II. Great work for God brings great joy from God. Charles Kingsley has said that every man ought to thank God every morning because he has something to do that must be done that day. Work is the greatest blessing. I was once struck down with complete nervous prostration, and a medical man told me that I must do nothing for a twelvemonth, and that was the hardest work I ever did in my life--to do nothing. I see gentlemen come up along the Menai Straits in their yachts fighting the tempest. On they come like sailors on the ocean-wave, because it is easier to do that than to do nothing. You may see the room in which Louis XVI. worked as a common blacksmith, because it was easier to do that than to do nothing. Prisoners have come to the gaoler many a time, when confined in a room to do nothing, asking him for permission to pick oakum, or anything rather than do nothing. It is possible to do the most common work to God, to Christ, and when every one will do his work to Christ, that is the time when this world will be full of happiness and song. There is joy in serving Christ. Just think, for instance, of the erection of a place of worship: what an investment it is to contribute towards that.

III. This religion of great sacrifice and great joy will tell on our families. “The wives also and the children rejoiced.” Joyful religion repeats itself to others.

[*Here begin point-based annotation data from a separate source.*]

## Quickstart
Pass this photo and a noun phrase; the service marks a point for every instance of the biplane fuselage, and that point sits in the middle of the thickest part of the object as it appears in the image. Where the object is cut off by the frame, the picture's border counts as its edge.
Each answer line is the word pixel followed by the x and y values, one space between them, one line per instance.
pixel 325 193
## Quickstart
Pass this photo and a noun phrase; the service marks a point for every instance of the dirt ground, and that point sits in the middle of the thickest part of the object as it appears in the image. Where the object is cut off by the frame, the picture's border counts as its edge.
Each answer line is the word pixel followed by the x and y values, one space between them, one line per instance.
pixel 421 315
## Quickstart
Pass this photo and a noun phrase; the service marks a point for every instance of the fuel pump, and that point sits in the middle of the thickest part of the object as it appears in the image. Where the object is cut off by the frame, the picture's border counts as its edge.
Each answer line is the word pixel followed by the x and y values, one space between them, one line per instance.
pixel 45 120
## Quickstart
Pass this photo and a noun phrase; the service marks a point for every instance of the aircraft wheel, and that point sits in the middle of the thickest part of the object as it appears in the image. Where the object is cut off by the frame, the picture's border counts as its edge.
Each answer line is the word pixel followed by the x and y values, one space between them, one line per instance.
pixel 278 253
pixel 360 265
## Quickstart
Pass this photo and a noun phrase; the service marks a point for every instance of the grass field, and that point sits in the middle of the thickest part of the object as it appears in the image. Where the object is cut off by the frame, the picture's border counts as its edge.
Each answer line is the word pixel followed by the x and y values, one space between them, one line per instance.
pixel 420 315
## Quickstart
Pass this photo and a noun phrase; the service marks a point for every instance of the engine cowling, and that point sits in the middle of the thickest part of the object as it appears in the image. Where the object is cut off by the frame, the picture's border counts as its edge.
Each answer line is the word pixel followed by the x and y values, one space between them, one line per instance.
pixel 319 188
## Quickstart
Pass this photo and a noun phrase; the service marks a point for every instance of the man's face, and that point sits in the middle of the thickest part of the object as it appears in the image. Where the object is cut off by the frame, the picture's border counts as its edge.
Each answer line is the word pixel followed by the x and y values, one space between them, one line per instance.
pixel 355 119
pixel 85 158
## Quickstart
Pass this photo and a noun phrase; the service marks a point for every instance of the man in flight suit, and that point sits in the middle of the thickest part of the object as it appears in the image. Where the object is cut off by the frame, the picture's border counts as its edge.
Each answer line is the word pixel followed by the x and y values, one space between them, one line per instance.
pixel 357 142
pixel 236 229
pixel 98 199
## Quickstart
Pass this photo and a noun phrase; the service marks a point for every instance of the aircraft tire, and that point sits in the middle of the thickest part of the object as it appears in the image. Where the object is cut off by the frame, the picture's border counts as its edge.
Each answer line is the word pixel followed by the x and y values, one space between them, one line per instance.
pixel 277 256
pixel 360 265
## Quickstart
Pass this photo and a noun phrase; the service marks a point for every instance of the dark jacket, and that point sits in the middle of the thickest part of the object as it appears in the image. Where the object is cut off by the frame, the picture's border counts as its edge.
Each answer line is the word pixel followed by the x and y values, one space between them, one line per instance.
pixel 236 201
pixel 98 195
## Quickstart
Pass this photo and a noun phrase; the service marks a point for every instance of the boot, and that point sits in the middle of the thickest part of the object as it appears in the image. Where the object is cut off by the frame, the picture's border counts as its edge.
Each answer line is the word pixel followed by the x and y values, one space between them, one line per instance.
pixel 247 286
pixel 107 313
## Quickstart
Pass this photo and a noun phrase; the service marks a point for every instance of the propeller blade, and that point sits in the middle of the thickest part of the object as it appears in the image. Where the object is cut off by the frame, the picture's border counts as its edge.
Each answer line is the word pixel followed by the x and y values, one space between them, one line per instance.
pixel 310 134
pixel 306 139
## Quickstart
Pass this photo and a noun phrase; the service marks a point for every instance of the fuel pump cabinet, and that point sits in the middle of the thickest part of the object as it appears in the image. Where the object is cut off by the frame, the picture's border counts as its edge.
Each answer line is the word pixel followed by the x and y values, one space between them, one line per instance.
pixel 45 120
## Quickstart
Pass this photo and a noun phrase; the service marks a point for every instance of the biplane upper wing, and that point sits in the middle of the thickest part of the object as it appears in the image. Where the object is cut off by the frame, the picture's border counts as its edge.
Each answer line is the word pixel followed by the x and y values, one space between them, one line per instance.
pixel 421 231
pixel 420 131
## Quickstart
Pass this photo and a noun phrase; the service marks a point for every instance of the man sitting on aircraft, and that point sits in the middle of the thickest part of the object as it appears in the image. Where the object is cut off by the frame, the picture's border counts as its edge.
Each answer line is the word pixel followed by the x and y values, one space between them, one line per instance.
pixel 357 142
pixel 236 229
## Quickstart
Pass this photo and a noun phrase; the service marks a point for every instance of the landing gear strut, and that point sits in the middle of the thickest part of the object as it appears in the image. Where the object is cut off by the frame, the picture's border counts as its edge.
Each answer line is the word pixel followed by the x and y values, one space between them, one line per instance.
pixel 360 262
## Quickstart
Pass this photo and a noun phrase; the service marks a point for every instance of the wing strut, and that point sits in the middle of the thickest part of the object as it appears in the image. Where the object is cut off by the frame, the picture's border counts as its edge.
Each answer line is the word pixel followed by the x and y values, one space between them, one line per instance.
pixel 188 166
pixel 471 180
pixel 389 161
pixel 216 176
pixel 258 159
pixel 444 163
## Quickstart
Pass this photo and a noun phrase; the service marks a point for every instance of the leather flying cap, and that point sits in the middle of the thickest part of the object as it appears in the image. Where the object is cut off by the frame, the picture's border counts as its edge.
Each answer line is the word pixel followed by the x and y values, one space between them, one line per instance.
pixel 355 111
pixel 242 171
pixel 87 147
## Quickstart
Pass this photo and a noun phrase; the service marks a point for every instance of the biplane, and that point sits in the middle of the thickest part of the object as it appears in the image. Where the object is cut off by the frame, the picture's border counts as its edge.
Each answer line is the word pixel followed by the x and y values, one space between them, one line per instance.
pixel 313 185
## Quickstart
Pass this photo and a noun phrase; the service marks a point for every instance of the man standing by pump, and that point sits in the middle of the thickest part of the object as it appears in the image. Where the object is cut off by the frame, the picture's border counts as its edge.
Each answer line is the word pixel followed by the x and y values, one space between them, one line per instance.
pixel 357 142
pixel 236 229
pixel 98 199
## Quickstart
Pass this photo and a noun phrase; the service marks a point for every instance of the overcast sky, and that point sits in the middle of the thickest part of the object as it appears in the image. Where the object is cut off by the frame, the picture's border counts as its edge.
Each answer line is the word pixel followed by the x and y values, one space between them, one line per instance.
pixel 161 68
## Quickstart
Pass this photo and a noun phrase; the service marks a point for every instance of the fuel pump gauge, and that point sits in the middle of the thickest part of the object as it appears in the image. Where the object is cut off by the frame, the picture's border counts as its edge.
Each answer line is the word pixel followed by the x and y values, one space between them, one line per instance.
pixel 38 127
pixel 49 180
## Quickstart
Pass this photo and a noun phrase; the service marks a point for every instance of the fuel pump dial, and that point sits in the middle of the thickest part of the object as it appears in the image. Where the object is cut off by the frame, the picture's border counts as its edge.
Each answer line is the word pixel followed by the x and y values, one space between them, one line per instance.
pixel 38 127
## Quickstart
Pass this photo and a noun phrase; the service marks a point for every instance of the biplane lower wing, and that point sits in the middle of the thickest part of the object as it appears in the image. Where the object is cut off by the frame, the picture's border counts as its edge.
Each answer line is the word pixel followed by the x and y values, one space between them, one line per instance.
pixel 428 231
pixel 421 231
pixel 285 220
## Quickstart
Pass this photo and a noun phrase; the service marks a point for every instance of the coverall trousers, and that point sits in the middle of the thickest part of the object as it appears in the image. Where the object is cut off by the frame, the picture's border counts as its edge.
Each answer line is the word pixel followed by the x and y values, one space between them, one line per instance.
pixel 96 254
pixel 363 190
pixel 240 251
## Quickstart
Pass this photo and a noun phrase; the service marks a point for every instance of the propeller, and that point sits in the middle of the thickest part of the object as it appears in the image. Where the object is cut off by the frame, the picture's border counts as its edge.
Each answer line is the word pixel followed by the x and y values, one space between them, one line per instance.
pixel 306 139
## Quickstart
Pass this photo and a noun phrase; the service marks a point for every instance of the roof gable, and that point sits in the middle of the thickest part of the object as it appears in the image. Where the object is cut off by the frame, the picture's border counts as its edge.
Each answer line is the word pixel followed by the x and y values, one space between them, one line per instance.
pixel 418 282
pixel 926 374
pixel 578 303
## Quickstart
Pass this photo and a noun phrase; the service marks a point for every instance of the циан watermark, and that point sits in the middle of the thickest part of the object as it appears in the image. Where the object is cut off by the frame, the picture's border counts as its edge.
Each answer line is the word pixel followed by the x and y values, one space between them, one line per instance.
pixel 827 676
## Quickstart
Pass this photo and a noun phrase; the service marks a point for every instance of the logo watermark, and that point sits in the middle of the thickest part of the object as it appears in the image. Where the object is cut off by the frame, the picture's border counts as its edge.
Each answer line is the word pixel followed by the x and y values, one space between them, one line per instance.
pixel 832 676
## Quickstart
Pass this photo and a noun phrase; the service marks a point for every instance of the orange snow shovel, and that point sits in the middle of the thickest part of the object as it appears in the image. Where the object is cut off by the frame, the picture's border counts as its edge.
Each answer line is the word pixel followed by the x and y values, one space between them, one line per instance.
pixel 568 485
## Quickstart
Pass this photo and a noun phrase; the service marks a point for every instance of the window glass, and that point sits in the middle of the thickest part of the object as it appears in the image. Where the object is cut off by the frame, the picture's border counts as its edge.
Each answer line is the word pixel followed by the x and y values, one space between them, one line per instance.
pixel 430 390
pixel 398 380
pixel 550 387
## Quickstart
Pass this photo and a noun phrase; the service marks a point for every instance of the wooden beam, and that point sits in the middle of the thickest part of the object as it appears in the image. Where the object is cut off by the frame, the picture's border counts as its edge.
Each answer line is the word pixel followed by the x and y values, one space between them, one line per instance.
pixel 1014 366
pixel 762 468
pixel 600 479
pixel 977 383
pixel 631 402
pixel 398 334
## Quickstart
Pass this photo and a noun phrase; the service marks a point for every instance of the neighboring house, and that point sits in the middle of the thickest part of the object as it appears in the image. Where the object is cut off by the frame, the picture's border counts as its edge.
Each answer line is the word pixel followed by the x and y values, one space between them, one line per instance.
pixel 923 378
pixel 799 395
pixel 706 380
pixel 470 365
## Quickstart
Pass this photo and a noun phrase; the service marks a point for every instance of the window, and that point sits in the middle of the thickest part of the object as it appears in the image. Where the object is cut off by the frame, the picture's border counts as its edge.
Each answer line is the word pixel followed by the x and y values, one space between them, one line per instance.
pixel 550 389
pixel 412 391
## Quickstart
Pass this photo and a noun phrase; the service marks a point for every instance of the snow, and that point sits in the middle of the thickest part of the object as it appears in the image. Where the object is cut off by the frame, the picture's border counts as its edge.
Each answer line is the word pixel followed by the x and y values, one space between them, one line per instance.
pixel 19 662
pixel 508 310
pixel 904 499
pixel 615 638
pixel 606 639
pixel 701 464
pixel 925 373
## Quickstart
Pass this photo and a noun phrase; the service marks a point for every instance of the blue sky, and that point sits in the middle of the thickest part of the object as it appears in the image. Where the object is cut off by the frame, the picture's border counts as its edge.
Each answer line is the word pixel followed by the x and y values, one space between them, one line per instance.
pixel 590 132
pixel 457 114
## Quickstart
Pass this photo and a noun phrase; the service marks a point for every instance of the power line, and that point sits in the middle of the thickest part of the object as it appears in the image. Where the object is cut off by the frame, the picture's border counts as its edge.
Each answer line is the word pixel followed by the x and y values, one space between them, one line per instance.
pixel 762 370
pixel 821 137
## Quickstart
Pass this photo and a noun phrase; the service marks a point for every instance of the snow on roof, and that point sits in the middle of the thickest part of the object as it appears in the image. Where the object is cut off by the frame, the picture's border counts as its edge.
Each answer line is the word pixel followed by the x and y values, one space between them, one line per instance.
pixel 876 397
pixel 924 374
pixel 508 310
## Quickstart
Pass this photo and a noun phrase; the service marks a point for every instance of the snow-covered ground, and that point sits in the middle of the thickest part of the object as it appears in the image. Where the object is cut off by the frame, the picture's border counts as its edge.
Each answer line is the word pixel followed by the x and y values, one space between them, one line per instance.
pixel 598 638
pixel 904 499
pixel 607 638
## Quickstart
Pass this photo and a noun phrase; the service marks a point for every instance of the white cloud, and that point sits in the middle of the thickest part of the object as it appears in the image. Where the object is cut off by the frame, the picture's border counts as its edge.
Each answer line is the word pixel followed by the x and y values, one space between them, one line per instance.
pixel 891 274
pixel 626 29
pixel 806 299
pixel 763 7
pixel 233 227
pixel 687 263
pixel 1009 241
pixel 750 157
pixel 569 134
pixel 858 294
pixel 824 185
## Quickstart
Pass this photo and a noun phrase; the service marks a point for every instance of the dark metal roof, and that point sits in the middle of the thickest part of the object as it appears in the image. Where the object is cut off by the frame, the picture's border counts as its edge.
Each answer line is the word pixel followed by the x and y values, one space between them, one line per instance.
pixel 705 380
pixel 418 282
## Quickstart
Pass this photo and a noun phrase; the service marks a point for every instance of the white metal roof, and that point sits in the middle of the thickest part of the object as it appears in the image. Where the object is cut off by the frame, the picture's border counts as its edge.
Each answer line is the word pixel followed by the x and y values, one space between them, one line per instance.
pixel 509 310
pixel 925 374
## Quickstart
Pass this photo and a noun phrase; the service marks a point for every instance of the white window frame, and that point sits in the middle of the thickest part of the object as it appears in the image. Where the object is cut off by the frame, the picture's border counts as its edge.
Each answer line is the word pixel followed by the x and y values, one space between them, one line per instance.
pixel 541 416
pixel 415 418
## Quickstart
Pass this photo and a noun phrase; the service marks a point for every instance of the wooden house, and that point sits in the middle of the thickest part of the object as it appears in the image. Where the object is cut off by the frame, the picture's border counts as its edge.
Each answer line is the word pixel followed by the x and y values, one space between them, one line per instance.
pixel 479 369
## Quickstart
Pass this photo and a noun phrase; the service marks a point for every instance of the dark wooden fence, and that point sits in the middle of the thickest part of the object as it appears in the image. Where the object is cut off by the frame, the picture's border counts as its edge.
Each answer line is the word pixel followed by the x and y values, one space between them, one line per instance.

Parents should let their children see that they value religion.

1. By making sacrifices for it.

2. By letting them see that they are most anxious for them to become decided Christians.

IV. That the religion of great sacrifices and great joy will be heard of afar off. “Then joy was heard afar off.” It is the names of self-sacrificers that live--Abraham--Abraham Lincoln--Florence Nightingale--Jesus, the Redeemer of the world. (E. Herber Evans, D. D.)

Sacrifice, a condition of joy

The principle of sacrifice stands at the very threshold of the ever-fascinating study of life, and is found at every turn of the bewildering maze which marks life’s upward pathway of struggle and survival. In merely physical processes, as well as in many vital functions of vegetable and animal life, there are clear foreshadowings of the part which sacrifice plays in the great tragedy of existence. The primitive rock, when subjected to the disintegrating action of the atmospheric agents, yields up its characteristic compactness, and crumbles into soil, which, in turn, surrenders its richness to promote the welfare of multitudinous forms of vegetable growth. In the lower species of animal life the death of the parent is the essential condition of the life of the offspring, and in the higher grades of creatures there is invariably a parental sacrifice in favour of the well-being of the progeny. Notwithstanding that these functions are nothing more than compulsory obedience to the stern mandates of nature, Mr. Herbert Spencer calls them acts of unconscious sacrifice, and so distinguishes them from those voluntary surrenders of self which spring from love to others, and which, strictly speaking, can only be termed sacrifice. The helpless infant survives merely on account of the care which the maternal love lavishes upon it. Let the attention of others be withdrawn, and the child must perish. It lives by the sacrifices which others make for it. The bond of family life is kept intact by a succession of beautiful deeds, springing from the ever-growing tendency to sacrifice the immediate interests of self to promote the good of others. The capacity to enjoy purely egoistic pleasures is heightened by ministering to the wants of others. Indulged selfishness, by producing satiety, defeats itself. But a nobler truth than that is this--that the deepest satisfactions and most lasting joys of life are blossoms on the tree whose roots derive nutriment from the soil of sacrifice. (S. S. Chronicle.)